An associative data container

The DataSet is an important object in the second FluCoMa toolbox. Whenever there is a need to create a collection of data (such as for input to a machine learning process), or to make a provision for some output, DataSet is the tool that you’ll want to reach for.

The DataSet starts out empty and we add any number of points to it. A point is made up of two bits of information: an identifier and some data. The data is any number of numerical bits of information stored in a buffer. The identifier is a string or symbol which is associated to the data. If you have used the coll, dict, text or Dictionary objects in your environment of choice you will already be familiar with this idea of storing data associatively. If you’re not, you can think of it like a filing system. The identifier gives us a human-readable bit of information which we can use to look up the data that it is attached to.

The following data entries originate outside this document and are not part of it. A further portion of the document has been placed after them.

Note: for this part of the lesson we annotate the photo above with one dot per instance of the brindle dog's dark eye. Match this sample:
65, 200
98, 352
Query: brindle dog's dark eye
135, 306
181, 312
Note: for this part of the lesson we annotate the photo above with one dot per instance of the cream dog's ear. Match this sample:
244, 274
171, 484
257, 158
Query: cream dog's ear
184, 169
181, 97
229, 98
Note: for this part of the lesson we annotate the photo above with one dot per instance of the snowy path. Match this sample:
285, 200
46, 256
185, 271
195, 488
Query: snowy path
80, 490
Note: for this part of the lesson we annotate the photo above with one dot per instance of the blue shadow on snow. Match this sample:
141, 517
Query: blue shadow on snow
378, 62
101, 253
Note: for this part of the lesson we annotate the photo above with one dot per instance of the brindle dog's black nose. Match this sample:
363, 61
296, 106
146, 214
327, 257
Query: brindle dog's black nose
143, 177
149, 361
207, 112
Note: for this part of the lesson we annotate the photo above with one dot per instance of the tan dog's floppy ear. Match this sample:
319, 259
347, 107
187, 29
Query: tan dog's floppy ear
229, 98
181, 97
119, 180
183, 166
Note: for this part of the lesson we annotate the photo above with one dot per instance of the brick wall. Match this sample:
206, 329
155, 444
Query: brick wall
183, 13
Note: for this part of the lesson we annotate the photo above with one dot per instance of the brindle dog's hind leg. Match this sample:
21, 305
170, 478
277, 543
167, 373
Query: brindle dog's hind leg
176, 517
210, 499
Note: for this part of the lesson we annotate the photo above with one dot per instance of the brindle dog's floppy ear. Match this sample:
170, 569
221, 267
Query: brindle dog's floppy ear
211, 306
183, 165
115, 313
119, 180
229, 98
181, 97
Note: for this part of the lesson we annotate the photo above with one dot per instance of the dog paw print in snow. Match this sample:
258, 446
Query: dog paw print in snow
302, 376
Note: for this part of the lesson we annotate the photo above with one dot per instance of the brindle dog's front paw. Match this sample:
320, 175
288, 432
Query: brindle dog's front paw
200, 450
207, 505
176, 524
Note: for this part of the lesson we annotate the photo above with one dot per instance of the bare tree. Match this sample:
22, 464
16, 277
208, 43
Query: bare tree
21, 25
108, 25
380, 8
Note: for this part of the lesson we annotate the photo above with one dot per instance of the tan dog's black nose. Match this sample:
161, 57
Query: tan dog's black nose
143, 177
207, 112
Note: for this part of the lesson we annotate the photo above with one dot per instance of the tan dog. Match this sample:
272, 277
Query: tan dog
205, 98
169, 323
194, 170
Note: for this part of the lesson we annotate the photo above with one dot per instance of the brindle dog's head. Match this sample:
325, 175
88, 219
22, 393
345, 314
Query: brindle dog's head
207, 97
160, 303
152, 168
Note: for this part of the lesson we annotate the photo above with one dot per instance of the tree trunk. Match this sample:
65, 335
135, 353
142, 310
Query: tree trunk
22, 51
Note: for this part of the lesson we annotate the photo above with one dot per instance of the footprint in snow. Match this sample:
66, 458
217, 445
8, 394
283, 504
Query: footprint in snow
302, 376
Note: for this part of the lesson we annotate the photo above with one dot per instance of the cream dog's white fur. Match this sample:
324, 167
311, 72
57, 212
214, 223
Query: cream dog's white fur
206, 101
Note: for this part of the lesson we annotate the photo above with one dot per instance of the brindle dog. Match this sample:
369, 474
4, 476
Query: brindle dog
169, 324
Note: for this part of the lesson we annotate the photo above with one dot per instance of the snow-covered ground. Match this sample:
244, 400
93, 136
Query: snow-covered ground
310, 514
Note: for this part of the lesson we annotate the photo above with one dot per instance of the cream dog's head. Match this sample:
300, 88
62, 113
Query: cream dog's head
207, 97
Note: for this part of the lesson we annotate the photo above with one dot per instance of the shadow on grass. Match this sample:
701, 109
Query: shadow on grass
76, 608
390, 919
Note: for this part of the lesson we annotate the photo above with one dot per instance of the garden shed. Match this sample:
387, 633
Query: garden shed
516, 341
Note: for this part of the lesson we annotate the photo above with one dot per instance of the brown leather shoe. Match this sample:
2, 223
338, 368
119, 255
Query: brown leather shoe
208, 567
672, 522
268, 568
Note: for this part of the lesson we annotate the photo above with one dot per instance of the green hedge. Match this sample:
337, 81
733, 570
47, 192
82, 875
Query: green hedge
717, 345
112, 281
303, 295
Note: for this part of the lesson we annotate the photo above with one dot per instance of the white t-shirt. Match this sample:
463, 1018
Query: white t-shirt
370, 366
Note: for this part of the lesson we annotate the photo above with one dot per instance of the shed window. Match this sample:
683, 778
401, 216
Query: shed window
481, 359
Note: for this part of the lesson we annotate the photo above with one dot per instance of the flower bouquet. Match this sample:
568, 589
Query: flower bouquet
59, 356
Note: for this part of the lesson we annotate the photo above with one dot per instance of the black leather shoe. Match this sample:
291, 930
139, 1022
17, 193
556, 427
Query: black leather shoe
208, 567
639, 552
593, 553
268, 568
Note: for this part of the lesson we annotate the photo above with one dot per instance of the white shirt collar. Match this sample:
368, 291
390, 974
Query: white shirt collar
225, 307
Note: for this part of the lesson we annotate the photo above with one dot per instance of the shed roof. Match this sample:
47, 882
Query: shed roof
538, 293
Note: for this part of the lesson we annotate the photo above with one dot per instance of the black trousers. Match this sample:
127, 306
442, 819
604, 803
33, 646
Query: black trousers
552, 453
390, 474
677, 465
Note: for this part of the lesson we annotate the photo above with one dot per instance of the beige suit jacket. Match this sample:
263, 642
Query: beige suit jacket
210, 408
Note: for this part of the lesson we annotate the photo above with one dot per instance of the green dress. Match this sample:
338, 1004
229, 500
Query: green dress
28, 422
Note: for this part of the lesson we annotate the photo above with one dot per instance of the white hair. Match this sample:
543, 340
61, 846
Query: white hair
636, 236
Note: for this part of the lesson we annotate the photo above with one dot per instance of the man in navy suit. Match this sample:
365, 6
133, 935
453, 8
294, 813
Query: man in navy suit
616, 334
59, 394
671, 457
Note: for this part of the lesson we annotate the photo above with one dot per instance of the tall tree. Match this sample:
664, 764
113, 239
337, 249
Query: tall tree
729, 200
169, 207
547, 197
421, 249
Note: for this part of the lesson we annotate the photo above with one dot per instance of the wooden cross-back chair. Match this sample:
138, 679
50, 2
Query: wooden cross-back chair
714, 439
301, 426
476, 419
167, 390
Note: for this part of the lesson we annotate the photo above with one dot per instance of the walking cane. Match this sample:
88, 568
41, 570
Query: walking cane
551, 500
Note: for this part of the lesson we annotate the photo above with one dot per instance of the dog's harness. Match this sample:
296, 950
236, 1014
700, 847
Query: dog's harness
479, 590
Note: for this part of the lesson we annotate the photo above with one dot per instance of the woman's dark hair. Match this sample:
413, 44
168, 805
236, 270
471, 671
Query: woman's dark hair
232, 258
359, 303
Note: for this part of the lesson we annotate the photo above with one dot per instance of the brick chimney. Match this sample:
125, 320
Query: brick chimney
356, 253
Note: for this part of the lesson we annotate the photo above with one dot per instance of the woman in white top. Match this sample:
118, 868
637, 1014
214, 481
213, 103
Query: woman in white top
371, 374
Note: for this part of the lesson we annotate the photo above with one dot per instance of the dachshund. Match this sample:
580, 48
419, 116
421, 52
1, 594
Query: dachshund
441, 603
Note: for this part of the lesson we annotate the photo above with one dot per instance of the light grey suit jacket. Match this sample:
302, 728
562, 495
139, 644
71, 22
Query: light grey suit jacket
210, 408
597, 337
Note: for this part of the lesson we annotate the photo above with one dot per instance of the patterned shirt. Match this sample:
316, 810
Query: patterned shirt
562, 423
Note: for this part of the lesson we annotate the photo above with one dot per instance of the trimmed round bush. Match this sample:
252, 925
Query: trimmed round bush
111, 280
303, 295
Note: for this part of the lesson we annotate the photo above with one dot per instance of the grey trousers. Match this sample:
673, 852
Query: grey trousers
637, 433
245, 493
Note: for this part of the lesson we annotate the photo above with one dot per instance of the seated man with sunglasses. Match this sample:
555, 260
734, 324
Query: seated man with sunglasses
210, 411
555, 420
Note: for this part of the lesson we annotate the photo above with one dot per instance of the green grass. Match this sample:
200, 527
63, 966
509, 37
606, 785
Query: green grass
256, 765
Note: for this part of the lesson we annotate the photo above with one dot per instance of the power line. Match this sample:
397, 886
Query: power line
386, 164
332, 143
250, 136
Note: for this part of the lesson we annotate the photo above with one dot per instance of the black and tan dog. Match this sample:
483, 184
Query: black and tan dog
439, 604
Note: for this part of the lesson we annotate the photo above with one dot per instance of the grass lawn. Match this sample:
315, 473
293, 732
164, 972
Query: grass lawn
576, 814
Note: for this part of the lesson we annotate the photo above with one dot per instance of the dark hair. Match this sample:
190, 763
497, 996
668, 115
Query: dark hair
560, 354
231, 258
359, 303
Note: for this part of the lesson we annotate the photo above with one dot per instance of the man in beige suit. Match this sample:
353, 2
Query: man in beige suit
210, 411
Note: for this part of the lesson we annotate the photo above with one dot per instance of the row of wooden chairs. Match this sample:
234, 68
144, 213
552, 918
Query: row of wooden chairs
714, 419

A small DataSet is depicted below, with 5 points. Each identifier is an instrument name, and we might imagine the data associated to each of these identifiers could be descriptor values or parameters for example.

DataSet

Identifier
Data
guitar
0.26
0.82
0.64
0.39
0.84
synth
0.18
0.28
0.85
0.30
0.93
trombone
0.01
0.21
0.27
0.96
0.23
saxophone
0.79
0.24
0.94
0.05
0.32
noise
0.39
0.84
0.55
0.68
0.43

Some Caveats to Remember

  1. For each point, the data needs to be uniformly sized. In other words, if the first point you add to a DataSet dictates how many numbers each point’s data can should have. If you added a point that had 10 numbers in the data, and then tried to add a new point with 3 numbers in the data it wouldn’t work.

  2. Identifiers are unique. You cannot have the same identifier twice in a single DataSet.

  3. When data is transformed and passed between many instances of FluCoMa objects, the identifiers are preserved meaning one can backtrack results from the end to the beginning of a processing pipeline.

Usage

The help files in each environment are the best place to see the most common usage of the DataSet including adding, updating and deleting points.